Bharti Airtel’s strong Q4 results highlight its ability to grow profits through tariff hikes and a high-quality customer base. Its leadership in ARPU and strategic moves like the Starlink partnership position it well for long-term growth. Monitoring 5G rollout, capex trends, and broadband traction will be key for future performance.

Desh Duniya Bazaar

Around the World

Asian stock markets were mixed on Wednesday. Hong Kong and South Korea gained over 1.5%, helped by strong tech performance on Wall Street, especially NVIDIA’s rally after a major AI chip deal.
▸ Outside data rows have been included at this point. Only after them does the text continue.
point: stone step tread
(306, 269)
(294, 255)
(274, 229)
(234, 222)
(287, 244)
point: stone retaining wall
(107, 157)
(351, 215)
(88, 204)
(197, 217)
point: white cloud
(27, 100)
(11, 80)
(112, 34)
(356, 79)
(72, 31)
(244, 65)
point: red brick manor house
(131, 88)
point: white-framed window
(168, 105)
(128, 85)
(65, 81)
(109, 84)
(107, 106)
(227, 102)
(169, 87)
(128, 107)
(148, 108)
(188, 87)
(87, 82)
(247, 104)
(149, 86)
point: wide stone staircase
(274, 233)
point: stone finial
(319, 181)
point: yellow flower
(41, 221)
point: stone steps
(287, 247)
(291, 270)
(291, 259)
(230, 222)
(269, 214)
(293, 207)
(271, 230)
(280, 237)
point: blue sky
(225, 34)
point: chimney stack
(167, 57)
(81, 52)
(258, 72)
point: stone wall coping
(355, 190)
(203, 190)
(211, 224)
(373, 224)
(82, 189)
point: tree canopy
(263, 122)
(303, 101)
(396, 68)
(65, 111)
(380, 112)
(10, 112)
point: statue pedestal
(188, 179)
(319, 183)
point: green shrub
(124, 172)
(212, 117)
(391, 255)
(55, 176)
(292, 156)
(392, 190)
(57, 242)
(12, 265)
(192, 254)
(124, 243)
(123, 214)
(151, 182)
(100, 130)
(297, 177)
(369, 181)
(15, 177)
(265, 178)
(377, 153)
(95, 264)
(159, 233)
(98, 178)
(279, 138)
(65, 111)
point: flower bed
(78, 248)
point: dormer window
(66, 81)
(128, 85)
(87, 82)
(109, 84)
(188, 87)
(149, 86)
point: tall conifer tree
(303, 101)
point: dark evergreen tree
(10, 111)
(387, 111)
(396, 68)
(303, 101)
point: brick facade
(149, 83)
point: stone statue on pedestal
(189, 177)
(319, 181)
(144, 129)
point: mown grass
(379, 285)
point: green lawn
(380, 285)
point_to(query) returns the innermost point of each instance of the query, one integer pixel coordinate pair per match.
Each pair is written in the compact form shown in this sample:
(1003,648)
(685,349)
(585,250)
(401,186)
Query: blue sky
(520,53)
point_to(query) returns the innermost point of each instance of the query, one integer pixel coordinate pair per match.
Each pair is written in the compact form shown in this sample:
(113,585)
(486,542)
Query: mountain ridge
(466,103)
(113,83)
Japan’s markets, however, fell as the yen strengthened due to rising expectations of a Bank of Japan rate hike, which hurts exporters. U.S.-China trade tensions eased slightly, with both countries agreeing to temporarily cut tariffs for 90 days, but the rally from that news seemed to fade as focus shifted to upcoming trade talks. Chinese markets were flat, as the tariff deal reduced hopes for more government stimulus. Elsewhere, markets in Australia and Singapore were slightly lower, and India’s futures remained flat due to geopolitical tensions. The next key watch will be the BOJ meeting on May 19-20, where rate decisions may impact Japanese markets further, especially with wholesale inflation rising to 4% in April, keeping pressure on policy tightening.

Option Traders Corner

Max Pain

Nifty 50 – 24600

Bank Nifty – 55000

Nifty 50 – 24699 (Pivot)

Support – 24,425, 24,273, 23,999

Resistance – 24,852, 25,126, 25,278

Bank Nifty – 55109 (Pivot)

Support – 54,719, 54,498, 54,108

Resistance – 55,330, 55,720, 55,941

 Have you checked our latest YouTube Video

Did you know?

India’s Retail Investor Surge: Market Participation Hits Record Highs in 2024

India’s stock market has seen a 36% rise in retail participation, with over 50 million investors active by 2024. This surge is driven by increased financial literacy, digital trading platforms, and government initiatives. Systematic Investment Plans (SIPs) have also gained popularity, with monthly contributions hitting ₹14,000 crore in early 2025. These trends reflect growing confidence in India’s equity markets.